In the final days of the presidential campaign, Americans have been flooded with messages from John McCain and Barack Obama. One person who has maintained a conspicuously low profile is the man both candidates hope to replace: President Bush. Far from providing a boost to fellow-Republican McCain, Mr. Bush is widely viewed as having a detrimental effect on the Arizona senator's chances of winning the election, due to his record-low public approval ratings, a troubled economy and a war effort in Iraq that has lasted more than five years. Monday, the White House acknowledged President Bush's unpopularity while restating Mr. Bush's support for Senator McCain. VOA's Michael Bowman reports.

As a rule, outgoing presidents hit the campaign trail in support of their party's presidential nominee. But not this year. President Bush did not attend the Republican National Convention in September, and has not appeared in public with Senator McCain since then.

Not that Mr. Bush has been forgotten. On the campaign trial, Democrat Barack Obama has spoken about President Bush almost as much as John McCain - and sought to link the two.

"John McCain has ridden shotgun [alongside] as George Bush has driven our economy towards a cliff," Obama said. "And now he wants to take the wheel and step on the gas."

Far from defending the president, McCain has protested the Illinois senator's suggestion that he and Mr. Bush are political bedfellows.

"I am not George Bush, McCain said. "If Senator Obama wanted to run against George Bush, he should have run for president four years ago."

That comment from the campaign trail stands in sharp contrast to McCain's assertion in March, when he appeared with the president at the White House after it became clear he would win the Republican presidential nomination.

"I intend to have as much [many] possible campaigning events together [with Mr. Bush] as is in keeping with the president's heavy schedule," he said.

In fact, McCain has not shied from criticizing President Bush on his handling of the economy. In a television advertisement, McCain noted that "The last eight years have not worked very well, have they?"

Asked about being shunned by both presidential aspirants, White House spokeswoman Dana Perino said Mr. Bush understands today's political climate.

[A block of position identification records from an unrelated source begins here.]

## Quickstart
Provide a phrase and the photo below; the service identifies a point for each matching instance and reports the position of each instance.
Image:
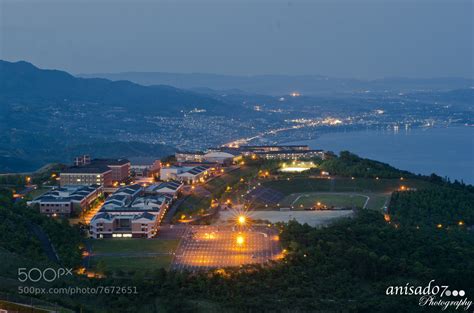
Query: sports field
(131, 245)
(130, 263)
(357, 185)
(337, 200)
(299, 201)
(131, 254)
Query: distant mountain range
(285, 84)
(24, 83)
(50, 115)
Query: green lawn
(131, 245)
(217, 186)
(38, 192)
(363, 185)
(141, 264)
(330, 200)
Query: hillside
(50, 116)
(285, 84)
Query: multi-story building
(123, 223)
(291, 154)
(171, 189)
(86, 175)
(274, 148)
(67, 200)
(188, 175)
(120, 168)
(131, 212)
(185, 156)
(82, 160)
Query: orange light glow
(240, 240)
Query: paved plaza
(206, 247)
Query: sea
(446, 151)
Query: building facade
(86, 175)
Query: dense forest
(19, 227)
(349, 164)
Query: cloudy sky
(341, 38)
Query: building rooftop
(87, 169)
(109, 162)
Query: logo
(433, 295)
(48, 274)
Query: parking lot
(206, 247)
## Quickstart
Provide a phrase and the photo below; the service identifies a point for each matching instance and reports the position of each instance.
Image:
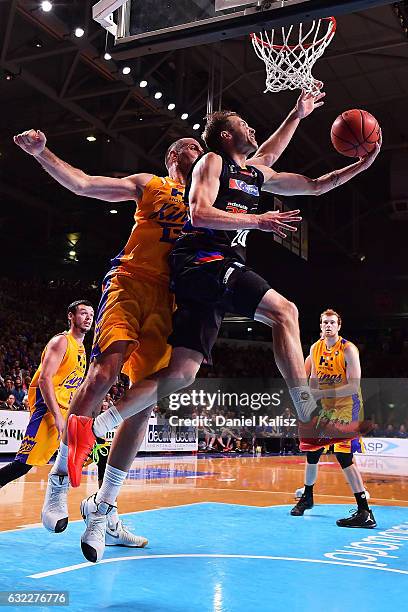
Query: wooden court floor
(157, 482)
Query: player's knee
(345, 460)
(183, 377)
(286, 312)
(313, 457)
(101, 376)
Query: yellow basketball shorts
(346, 410)
(41, 440)
(140, 311)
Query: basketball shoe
(95, 516)
(54, 514)
(81, 440)
(360, 518)
(304, 503)
(117, 534)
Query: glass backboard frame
(248, 16)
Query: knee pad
(345, 459)
(314, 456)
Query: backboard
(142, 27)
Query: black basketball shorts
(204, 293)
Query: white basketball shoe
(54, 514)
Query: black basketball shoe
(304, 503)
(360, 518)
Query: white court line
(72, 568)
(292, 493)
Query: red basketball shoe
(81, 439)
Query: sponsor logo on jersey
(175, 192)
(243, 186)
(72, 381)
(205, 256)
(235, 207)
(240, 238)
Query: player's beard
(82, 328)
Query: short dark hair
(72, 308)
(175, 146)
(215, 124)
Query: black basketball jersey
(239, 192)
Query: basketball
(355, 133)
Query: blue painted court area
(221, 558)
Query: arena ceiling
(61, 84)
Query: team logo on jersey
(206, 257)
(72, 381)
(234, 207)
(240, 238)
(243, 186)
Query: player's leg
(311, 469)
(13, 471)
(363, 517)
(282, 315)
(248, 294)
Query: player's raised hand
(307, 102)
(370, 157)
(279, 222)
(31, 141)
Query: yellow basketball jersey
(330, 366)
(68, 378)
(159, 217)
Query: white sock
(106, 421)
(61, 462)
(303, 401)
(112, 482)
(113, 518)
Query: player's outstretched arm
(204, 190)
(285, 183)
(271, 150)
(105, 188)
(54, 355)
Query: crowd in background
(31, 312)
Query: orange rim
(330, 31)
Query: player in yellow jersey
(135, 313)
(335, 374)
(60, 373)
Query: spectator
(10, 403)
(7, 389)
(25, 404)
(18, 391)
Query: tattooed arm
(285, 183)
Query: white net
(291, 52)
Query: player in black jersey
(209, 275)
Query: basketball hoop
(291, 52)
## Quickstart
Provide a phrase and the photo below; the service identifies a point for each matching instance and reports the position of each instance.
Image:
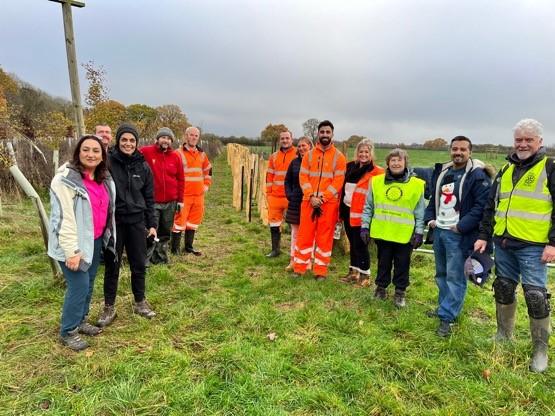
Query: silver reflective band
(393, 218)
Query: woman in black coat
(294, 193)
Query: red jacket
(167, 170)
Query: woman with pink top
(82, 198)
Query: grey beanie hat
(165, 131)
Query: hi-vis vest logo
(530, 179)
(394, 193)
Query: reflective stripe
(332, 189)
(524, 215)
(304, 251)
(323, 253)
(324, 174)
(391, 218)
(394, 208)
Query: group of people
(471, 211)
(107, 198)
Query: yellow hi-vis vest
(524, 210)
(394, 205)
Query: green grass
(337, 352)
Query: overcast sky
(392, 70)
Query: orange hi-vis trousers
(190, 217)
(277, 205)
(317, 235)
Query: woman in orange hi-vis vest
(198, 178)
(357, 180)
(321, 179)
(275, 187)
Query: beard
(325, 141)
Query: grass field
(337, 351)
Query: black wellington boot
(175, 242)
(276, 237)
(189, 238)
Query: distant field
(417, 157)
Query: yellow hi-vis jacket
(524, 209)
(394, 205)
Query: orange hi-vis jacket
(197, 170)
(322, 173)
(277, 168)
(359, 196)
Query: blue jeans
(79, 288)
(525, 262)
(450, 278)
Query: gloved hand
(365, 235)
(417, 240)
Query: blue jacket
(473, 194)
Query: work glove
(416, 240)
(365, 235)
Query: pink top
(98, 195)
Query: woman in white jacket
(82, 198)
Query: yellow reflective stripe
(395, 208)
(524, 215)
(399, 220)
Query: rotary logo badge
(394, 193)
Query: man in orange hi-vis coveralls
(275, 187)
(198, 178)
(321, 178)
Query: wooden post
(72, 62)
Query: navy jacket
(293, 192)
(473, 195)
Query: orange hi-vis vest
(277, 168)
(359, 196)
(197, 170)
(322, 173)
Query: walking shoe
(107, 316)
(89, 329)
(444, 328)
(143, 309)
(380, 293)
(399, 298)
(73, 341)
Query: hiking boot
(350, 277)
(444, 328)
(89, 329)
(380, 293)
(107, 316)
(73, 341)
(399, 298)
(143, 309)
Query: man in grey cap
(167, 170)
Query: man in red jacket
(167, 170)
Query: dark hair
(101, 171)
(325, 123)
(461, 139)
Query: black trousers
(360, 258)
(157, 252)
(396, 255)
(133, 238)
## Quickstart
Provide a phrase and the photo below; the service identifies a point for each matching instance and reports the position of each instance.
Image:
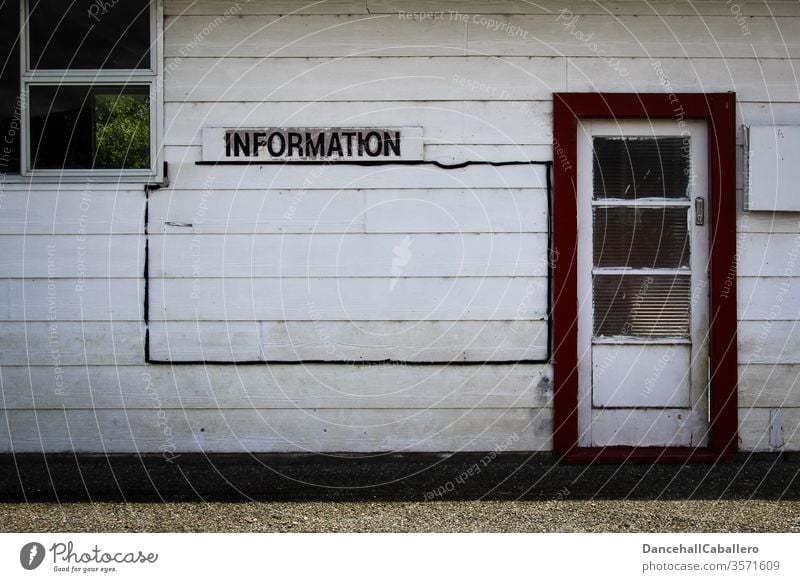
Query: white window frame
(151, 77)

"We are realistic about the political environment that we are in," she said. "We are also cognizant that the Republican Party wanted to make this election about John McCain. And that is appropriate."

Perino acknowledged the American people's desire for change, but said President Bush has remained true to his ideals while confronting difficult challenges. She dismissed any suggestion that Mr. Bush is resentful of McCain's criticism of the president.

"Everybody would like to be popular. We can all remember that back in high school," she said. "Everyone really wanted to be popular, and some of us just were not. We are supporting this candidate [McCain] and trying to be respectful of what they [Republicans] have thought is the best way to run their campaign."

It is not at all clear that the McCain campaign welcomes Perino's comments, coming one day before the election. Last week, Vice President Cheney voiced his support for McCain - an endorsement that was immediately picked up by the Obama campaign and used in a television advertisement attacking the Arizona senator.

Perino says President Bush will remain in the White House Tuesday to watch election returns. Mr. Bush is expected to congratulate the winner once final results are known.